Bashar al-Assad knows his fall from power is inevitable, but seems determined his dominion will self-destruct with him
- guardian.co.uk, Tuesday 2 August 2011 10.00 BST
The brunt of this campaign of state-sponsored violence was absorbed, yet again, by the defiant city of Hama. In 1982, President Bashar al-Assad’s father brutally crushed an armed insurrection by the Muslim Brotherhood there, killing more than 20,000 Syrian citizens along the way.
Today the Syrian army continues a tradition of fostering instability in the country, first started in 1949 when the eccentric General Husni al-Zaim (with the help of the CIA) used the Syrian army to topple the country’s first democratic government after independence.
Ironically, 1 August is called Armed Forces Day – a day when Syrians can celebrate the institution that is supposed to protect them.
Many analysts argue that the Assad regime has made a desperate attempt to crush the uprising prior to the holy month of Ramadan, when prayers held every evening in mosques throughout the country are expected to increase the frequency and intensity of protests – but I don’t think so.
I think this regime has deliberately and intentionally bloodied the nose of the Syrian people on the eve of this holy month. By now, only the most deluded of Assad’s circle of close advisers would think that the Syrian uprising can ever be crushed. The start of Ramadan should be seen as the beginning of a war of attrition by the regime against the Syrian people, similar to the situation in Libya.
Already there are smatterings about the formation of a “Free Syrian army” which, if it exists, will mean the country is entering an even bloodier stage. Yet the Syrian protesters have, in spite of fantastic stories about saboteurs and Salafist terrorists by the regime’s media, remained overwhelmingly peaceful in their protests.
In the weeks preceding the recent crackdown, Hama witnessed some of the biggest demonstrations in the country with almost no loss of life – attributed to the fact that the Syrian security forces were withdrawn from the city. But it seems that the regime is intent on provoking a violent reaction; the arrest and humiliation of an important tribal chief over the weekend was seen as a deliberate provocation, with one spokesman for the al-Baggara tribe telling al-Jazeera Arabic that “the peaceful nature of the protests will be considered over” if their chieftain is not released immediately. It seems to me that those in Assad’s circle who thought they could defuse the situation with minimal violence (I abhor labelling them as moderates) have been drowned out by the more hardline elements.

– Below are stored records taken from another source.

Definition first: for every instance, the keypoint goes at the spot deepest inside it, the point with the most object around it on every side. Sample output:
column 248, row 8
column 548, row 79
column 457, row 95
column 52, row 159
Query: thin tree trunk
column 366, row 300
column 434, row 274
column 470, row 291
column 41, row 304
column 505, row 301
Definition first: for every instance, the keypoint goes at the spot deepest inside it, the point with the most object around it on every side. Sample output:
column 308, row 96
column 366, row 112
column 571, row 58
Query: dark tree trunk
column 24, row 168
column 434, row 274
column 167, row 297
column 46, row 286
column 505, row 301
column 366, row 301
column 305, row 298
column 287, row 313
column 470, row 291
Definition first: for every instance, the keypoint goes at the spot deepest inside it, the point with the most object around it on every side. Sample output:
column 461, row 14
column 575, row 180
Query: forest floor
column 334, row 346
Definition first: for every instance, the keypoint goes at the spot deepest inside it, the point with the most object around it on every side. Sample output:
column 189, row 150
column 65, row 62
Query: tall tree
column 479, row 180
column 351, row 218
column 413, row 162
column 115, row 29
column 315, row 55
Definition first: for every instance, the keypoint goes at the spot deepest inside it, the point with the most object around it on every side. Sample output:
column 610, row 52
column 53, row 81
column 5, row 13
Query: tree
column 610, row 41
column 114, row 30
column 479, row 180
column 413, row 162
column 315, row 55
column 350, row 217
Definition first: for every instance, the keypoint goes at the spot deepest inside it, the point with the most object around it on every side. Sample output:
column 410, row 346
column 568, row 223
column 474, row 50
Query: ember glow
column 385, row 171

In the end, Syria has gone down the road of Libya, not that of Tunisia or Egypt. As with Muammar Gaddafi, Assad seems to have realised that once the Syrian people broke through the fear barrier, his fall from power would be inevitable. As a result, I have no doubt that the regime now intends to pursue a ferocious campaign against the people who dared to rise up against it.
In the meantime, an elaborate and extensive international network of lawyers, lobbyists, statesmen and governments will be probably be utilised to stretch out the regime’s existence for as long as possible.
Whether it was Saddam Hussein or Gaddafi, it seems as if all Arab dictators have spent the decades of their rule, apart from plundering their countries, also ensuring their dominions would self-destruct should they ever be ousted from power, as an additional bolster to their eternal rule – Après moi, le deluge! I fear that when Assad is finally ousted from power, Syria will be left a smouldering wreck.